If people cannot only understand but accept that these needs exist, that these people need their acceptance in order to live confidently and independently, the world will be much more accessible to more people with Autism.
This is first year of AUA. Do you think it will continue next year?
Yes I do. I've learned a lot from this first year and had many great ideas brought to me from some companies as well as individuals just wanting to make it better.
There will be much more structure, much more information and a clearer purpose with detailed goals.
This, being the first year, and by its very nature, is very obscure. People aren't really sure what is required of them or what the outcome will be and to be honest, neither was I in the beginning. But now it has gone so well and everyone has been so very supportive, we can continue further with much bigger and better plans.

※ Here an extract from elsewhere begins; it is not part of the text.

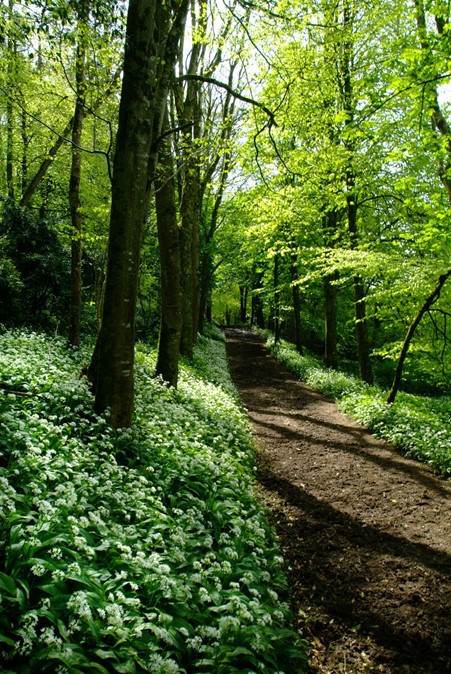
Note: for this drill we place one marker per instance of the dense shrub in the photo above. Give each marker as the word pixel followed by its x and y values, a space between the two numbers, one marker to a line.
pixel 136 551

What is your long term hope for AUA?
One day, I'd like to see people stop fighting. Not stop arguing, but stop fighting. I'd like for the people to realize that we are all a part of one community, advocating for the same things. The AUA may simply be a goal to bring people together for just one message on just one day but I think that's a good first step.
I'd also like to see charities and organizations working more closely together, sharing resources and findings so that far more advances can be made than any one of them could ever achieve on their own.
On the home front, I'd like to be able to tell a stranger that my child has Autism and not have them say "oh, that's too bad" or worse yet, ask me "what is that exactly?"
I'd like for people to stop judging a child and their mother at a grocery store when the child has a meltdown due to sensory overload... not because the world is a better place but simply because those people have a little more understanding a lot more acceptance.
Please say anything else you’d like about AUA, autism or your family.
If you read a letter from someone this April 2nd, Autism Awareness Day, telling you that awareness is not enough, please read it through. It is written by someone that is reaching out to you with their most personal feelings and needs.
Every letter is different. Every letter is unique. The only way you can truly know what Autism really is, is by reading the stories of those affected by it. Only then can you truly know just how wide of a spectrum the symptoms and severity levels can truly be.
If thousands of people share their stories, only then can you begin to see just how unique each and every person with Autism truly is... and only then can you see just how similarly they all feel as though they don't fit in due to lack of understanding and acceptance from everyone else.
Autism is not a disease. Autism is not something to be feared. For some people with Autism, a little understanding and acceptance can mean the difference between never leaving home and having a fully independent life.